I am working on a series of tab-delimited files which have a slightly odd structure. They are created with the bam-headcount package and contain sequence data and variant calls for each position in a short read of DNA sequence.
At some positions, there are no variant calls, at others there can be many. The number of tabs/columns in each row depends on the number of variant calls made (each variant will occupy a new column). For example:
234 A 3bp_del 4bp_ins
235 G
236 G. 15bp_ins 3bp_del 5bp_del
The difficulty arises when parsing the file with pandas using:
import pandas as pd
df = pd.read_csv(FILE, sep='\t')
This returns an error message:
pandas.errors.ParserError: Error tokenizing data.

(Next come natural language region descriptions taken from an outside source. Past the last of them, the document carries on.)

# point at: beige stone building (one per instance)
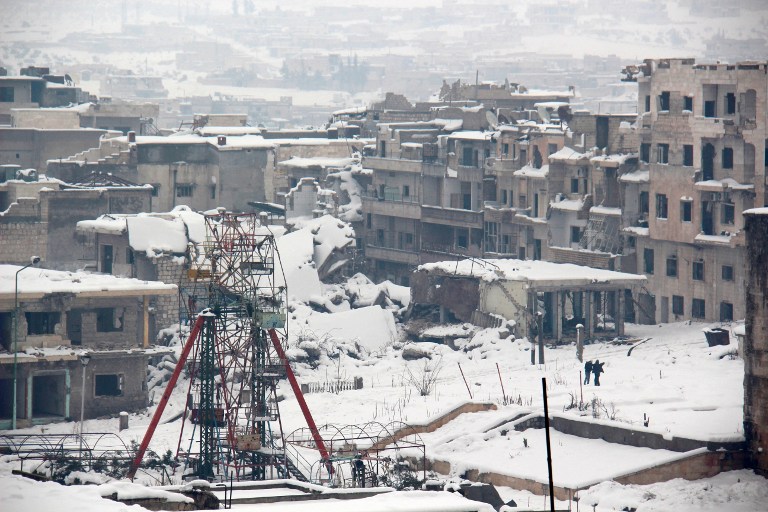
(702, 131)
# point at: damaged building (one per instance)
(517, 293)
(61, 317)
(702, 130)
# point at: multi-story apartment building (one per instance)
(702, 132)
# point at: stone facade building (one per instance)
(61, 317)
(702, 131)
(756, 340)
(38, 217)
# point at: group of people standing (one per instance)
(595, 368)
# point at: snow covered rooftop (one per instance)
(529, 171)
(152, 233)
(573, 205)
(533, 272)
(471, 135)
(613, 160)
(720, 185)
(568, 154)
(319, 161)
(605, 210)
(36, 283)
(640, 176)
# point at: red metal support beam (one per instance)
(302, 403)
(166, 395)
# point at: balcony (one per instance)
(393, 164)
(408, 207)
(391, 248)
(473, 251)
(452, 216)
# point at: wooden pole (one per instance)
(465, 381)
(549, 446)
(503, 393)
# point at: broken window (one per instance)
(726, 312)
(108, 385)
(648, 261)
(698, 308)
(184, 190)
(688, 155)
(645, 152)
(662, 156)
(661, 206)
(698, 270)
(467, 156)
(664, 100)
(42, 323)
(6, 95)
(575, 234)
(686, 210)
(728, 213)
(645, 206)
(109, 319)
(709, 109)
(678, 305)
(727, 158)
(672, 266)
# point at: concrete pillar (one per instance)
(756, 341)
(558, 310)
(619, 317)
(123, 421)
(589, 316)
(145, 314)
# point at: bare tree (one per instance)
(425, 377)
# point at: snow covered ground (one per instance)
(672, 379)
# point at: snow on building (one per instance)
(62, 316)
(485, 291)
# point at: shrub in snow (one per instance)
(412, 352)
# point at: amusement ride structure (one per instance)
(235, 357)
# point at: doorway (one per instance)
(48, 395)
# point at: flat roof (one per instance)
(37, 282)
(532, 272)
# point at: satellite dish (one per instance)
(493, 121)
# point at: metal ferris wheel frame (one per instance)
(236, 355)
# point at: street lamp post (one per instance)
(34, 260)
(84, 360)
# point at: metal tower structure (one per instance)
(236, 357)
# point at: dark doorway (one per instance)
(709, 109)
(707, 221)
(6, 398)
(106, 259)
(75, 326)
(708, 161)
(48, 395)
(602, 132)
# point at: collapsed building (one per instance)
(519, 294)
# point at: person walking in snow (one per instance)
(597, 369)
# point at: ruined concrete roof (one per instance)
(532, 272)
(37, 283)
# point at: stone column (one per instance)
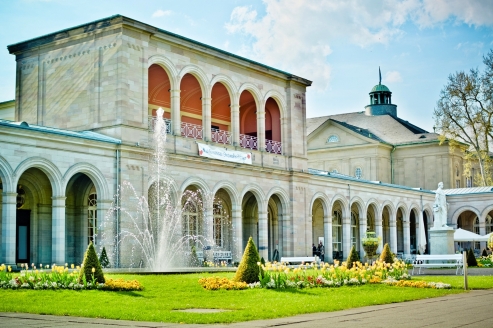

C error: Expected 4 fields in line 3, saw 5
The error occurs because pandas determine the number of columns it expects to see using the number of columns in the first row. I have a clumsy workaround, which appends a header with multiple columns to the file before parsing, but it will always append the same number of headers. Example:
Pos Ref Call1 Call2 Call3
234 A 3bp_del 4bp_ins
235 G
236 G. 15bp_ins 3bp_del 5bp_del
I'm looking for a way to count the number of tabs in the row with the greatest number of columns so that I can write a script to append that many column headers to the first line of each CSV file before parsing.